Pov. Calum
Dwa tygodnie przed porwaniem
-Kupiłem nowy dom.
Odwróciłem się na pięcie, by zobaczyć, czy Aaron nie robi sobie przypadkiem jaj. Spojrzałem mu w oczy i już wiedziałem, że mówi zupełnie poważnie.
-Co?- odparłem zdumiony.
-Chujów sto. Mówię, że kupiłem nowy dom- odparł sarkastycznie.
-A po co ci?- przewróciłem oczami.
Ostatnie czego nam było trzeba, to kolejny dom. Rachunki za każdy kolejny były coraz większe, a nam do niczego te wille nie służyły. W niektórych z nich byłem tylko raz, bo nie miałem po co tam wracać. Nie mieszkaliśmy tam, nie wynajmowaliśmy ich, a jedyne co robiły, to zmniejszały nasz budżet. Były zbędne.
-Tym razem nie dla funu- odparł poważnie.
Czułem, że szykuje się grubsza sprawa, dlatego wszedłem do salonu i usiadłem na kanapie. Słyszałem, że przyjaciel robi to samo. Jakaś ważna sprawa wisiała w powietrzu, a ja miałem się niedługo przekonać, o co chodzi.

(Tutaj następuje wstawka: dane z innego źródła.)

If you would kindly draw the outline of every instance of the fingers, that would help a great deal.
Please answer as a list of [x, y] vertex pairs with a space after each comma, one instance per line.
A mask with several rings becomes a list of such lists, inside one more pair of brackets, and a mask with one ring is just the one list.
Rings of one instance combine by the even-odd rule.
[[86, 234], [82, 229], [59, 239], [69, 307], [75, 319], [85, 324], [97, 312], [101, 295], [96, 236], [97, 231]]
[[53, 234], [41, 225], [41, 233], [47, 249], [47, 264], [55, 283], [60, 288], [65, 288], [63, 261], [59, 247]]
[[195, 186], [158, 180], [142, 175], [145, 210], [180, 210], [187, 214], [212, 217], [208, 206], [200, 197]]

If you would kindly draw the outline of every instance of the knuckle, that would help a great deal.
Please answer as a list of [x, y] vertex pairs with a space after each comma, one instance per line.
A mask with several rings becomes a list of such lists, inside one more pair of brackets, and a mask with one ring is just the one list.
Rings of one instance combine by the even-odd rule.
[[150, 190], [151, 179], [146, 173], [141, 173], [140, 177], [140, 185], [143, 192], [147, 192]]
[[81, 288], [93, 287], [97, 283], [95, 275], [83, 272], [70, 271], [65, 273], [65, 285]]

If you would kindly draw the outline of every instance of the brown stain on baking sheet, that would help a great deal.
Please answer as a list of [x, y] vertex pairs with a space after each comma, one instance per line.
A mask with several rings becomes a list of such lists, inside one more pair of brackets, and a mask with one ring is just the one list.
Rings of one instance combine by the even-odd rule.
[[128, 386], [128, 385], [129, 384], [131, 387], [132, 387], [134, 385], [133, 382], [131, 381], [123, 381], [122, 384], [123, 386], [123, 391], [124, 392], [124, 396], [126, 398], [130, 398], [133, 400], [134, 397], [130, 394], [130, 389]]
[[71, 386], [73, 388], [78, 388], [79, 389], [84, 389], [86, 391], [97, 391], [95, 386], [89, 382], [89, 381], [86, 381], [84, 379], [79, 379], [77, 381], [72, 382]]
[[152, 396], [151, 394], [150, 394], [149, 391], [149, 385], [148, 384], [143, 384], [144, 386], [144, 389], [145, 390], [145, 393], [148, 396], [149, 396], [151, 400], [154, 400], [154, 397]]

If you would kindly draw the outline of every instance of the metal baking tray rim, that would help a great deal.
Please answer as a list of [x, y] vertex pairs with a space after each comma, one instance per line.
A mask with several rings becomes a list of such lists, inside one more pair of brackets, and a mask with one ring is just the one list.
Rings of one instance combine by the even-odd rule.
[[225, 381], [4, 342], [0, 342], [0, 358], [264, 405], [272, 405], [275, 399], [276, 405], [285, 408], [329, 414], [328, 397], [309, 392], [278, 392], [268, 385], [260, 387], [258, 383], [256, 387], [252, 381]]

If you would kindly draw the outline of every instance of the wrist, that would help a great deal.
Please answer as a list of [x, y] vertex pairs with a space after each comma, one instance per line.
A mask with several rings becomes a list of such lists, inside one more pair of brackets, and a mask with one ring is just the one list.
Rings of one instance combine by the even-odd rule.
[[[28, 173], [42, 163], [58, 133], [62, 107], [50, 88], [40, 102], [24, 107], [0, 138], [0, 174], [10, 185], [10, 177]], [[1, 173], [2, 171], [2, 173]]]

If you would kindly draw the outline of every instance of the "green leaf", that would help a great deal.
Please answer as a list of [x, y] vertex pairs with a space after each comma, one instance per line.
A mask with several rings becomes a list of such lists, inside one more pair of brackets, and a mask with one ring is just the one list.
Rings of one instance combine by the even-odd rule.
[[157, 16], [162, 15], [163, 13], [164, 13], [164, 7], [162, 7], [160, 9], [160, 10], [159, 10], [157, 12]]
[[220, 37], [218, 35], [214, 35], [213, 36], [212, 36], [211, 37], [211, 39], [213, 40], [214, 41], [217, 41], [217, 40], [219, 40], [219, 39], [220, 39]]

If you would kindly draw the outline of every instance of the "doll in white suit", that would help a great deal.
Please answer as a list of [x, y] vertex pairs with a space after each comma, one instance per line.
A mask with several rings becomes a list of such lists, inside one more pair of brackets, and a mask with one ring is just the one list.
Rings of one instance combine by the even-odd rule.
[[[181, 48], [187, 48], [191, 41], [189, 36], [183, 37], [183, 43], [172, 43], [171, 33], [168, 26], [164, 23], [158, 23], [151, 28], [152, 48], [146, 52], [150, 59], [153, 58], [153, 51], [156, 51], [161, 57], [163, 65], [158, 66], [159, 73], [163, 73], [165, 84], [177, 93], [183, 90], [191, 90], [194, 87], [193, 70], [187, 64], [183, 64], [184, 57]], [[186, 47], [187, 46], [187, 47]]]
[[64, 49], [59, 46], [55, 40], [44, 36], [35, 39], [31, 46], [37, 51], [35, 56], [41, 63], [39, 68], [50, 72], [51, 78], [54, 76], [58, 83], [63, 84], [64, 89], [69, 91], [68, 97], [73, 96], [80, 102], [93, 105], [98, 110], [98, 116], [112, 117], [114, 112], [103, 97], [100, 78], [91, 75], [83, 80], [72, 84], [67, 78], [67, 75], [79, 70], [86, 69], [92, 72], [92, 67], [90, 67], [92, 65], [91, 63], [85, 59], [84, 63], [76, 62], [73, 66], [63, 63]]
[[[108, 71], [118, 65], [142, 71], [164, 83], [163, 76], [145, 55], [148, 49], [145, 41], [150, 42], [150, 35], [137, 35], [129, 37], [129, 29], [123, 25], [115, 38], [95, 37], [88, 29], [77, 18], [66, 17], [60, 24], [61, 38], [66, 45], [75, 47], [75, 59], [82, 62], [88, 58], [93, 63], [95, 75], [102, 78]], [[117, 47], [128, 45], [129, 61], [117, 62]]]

-George nie oddaje nam kasy- wyznał.
Nie zdziwiło mnie to ani trochę. Takie sytuacje były nam dobrze znane, mało kto spłacał się regularnie. Powiedziałbym nawet, że na tym polegała nasza praca. Pożyczaliśmy tym, którzy pilnie potrzebowali kasy i dawaliśmy ogromny procent. Chwila cierpliwości, termin mijał, a my przychodziliśmy po należną nam sumę. Jakiś kanadyjski menel nie był tu wyjątkiem.
-Co w tym dziwnego? To chyba dobrze?- mruknąłem. Czułem, że marnuję czas.
-No własnie nie. On nie ma nam z czego oddać- warknął.
-Jak to nie ma z czego oddać? Na pewno ma, skoro mu pożyczyliśmy taki hajs.
-Wszystko przepił.
Zakląłem w myślach. Byliśmy w dupie.
-Nie możemy przecież pozwolić na to, żeby przepadło nam tyle kasy- powiedziałem bardziej do siebie niż do niego.
-Dlatego mam plan.
Kiedy zobaczyłem jego uśmiech, pomyślałem, że to naprawdę dobry kumpel do interesów. Z nim się nie zginie.
-Zamieniam się w słuch.
-George ma żonę, Hannah. Kurwi się- powiedział poważnie.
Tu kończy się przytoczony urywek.